Evan Fitzgerald paints figuratively, showing people wearing elaborate headdresses made from various animals and flowers. Evan said, “The people I am depicting have adorned themselves with so many things that much of their face and even their vision has been obscured by the persona they are aiming to embody.”

These two strongly individualistic artists have combined their talents into one art exhibition during August at the Ocean City Center for the Arts. Entitled “Lasting Legacies,” the show displays several works where the artists painted on the same canvas as well as individual pieces. This exhibition hosted by the Art League of Ocean City is the first time father and son have collaborated on paintings as well as the first time they have exhibited together. 

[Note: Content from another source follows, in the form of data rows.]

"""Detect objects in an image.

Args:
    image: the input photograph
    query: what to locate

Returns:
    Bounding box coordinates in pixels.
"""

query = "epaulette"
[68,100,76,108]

While their artistic approach could not seem more diverse, they are very similar in aim. Both are concerned with exploring the earliest phases of humans’ reactions to the world around them – the first emotional reactions felt in a dawning landscape; the earliest awareness of adornment in the creation of personae. These early sensibilities are with everyone, and both painters – in their own way – are exploring the connection.

The concept of legacy is important to both Kevin and Evan, and they named their show “Lasting Legacies” to not only emphasize their own connection as father and son and the intentional passing of the torch, but also as a honor to the previous generations of Fitzgerald’s who were artists.

Represented in the show are artworks from a family legacy of artistic talent and productivity that goes back more than 100 years. John R. Fitzgerald, Kevin’s grandfather and Evan’s great-grandfather, was the first on an artistic path, graduating from the Maryland Institute College of Art in 1910.  Kevin’s mother and Evan’s grandmother, Frances Jeanette Fitzgerald, attended the Corcoran School of Art and Design and was also a painter. Kevin and Evan both attended the Maryland Institute and went on to receive master’s degrees from prestigious institutions.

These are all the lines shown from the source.